La ville se congèle. Mes pas se rapetissent. Je regarde la neige qui crisse sous mes pieds. Je repense à ces journées, à ces nuits de musique dans le froid canadien. La tournée se termine bientôt. Il va nous falloir rentrer, en notre moîte Europe, là où l'air est plus doux, les trottoirs moins blancs. Là où la vie va reprendre son cours quotidien, loin des horizons étranges qui motivent mes marches.

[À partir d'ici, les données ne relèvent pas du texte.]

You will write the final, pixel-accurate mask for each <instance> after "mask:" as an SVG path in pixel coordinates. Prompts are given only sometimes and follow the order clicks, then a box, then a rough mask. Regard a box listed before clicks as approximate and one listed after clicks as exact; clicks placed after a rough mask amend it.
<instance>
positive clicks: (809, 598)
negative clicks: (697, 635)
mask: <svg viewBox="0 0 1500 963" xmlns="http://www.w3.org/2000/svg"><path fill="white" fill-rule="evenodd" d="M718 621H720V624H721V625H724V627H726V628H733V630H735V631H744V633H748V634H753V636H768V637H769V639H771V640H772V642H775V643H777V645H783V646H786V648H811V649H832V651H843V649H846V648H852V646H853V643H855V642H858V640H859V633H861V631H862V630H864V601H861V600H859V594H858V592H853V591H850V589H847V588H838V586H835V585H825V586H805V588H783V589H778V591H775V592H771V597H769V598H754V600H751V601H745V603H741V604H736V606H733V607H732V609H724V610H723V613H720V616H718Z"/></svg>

Je repenserai alors à ces rues claires de neige et parfois de soleil... à ces journées de routes défilantes entre deux villes, à ces repas dans ces restos de hasard sur la route, ces clubs de fin de soirées où coule la bière pour délasser le stress et la fatigue... à ces nuits de musique et à ces milliers de visages, chaque soir, qui me souriaient... mes saxophones dorés scintillants des lumières colorées de la scène... A mes copains du groupe, leurs blagues de potaches, nos batailles de boules de neige nocturnes, grands enfants qui jouent... qui jouent de la musique aussi...  Je comprends d'ailleurs mieux le terme "jouer" à présent... Je suis un "joueur" de saxophone, voilà tout. Je passe ma vie à jouer, insouciant, à rêver sans jamais trop penser aux lendemains... à faire mon chemin le nez au vent... sans autre ambition que de me sentir vivant... que de capter des instants de joie et de douceur, immortaliser des moments avec mon Nikon tout comme avec mon coeur. Je ne sais rien construire, je ne fais que planer aux brises du destin. Est-ce bien? Est-ce mal? Je ne le sais toujours pas. Mais tout cela me semble si irréel...

Voyages au gré des chances proposées... dont il ne reste rien, sinon quelques images et quelques souvenirs. Ephémères instants comme le sont les notes de musique que je pousse toujours, qui résonnent un peu, et puis disparaîssent à jamais quand la salle se rallume.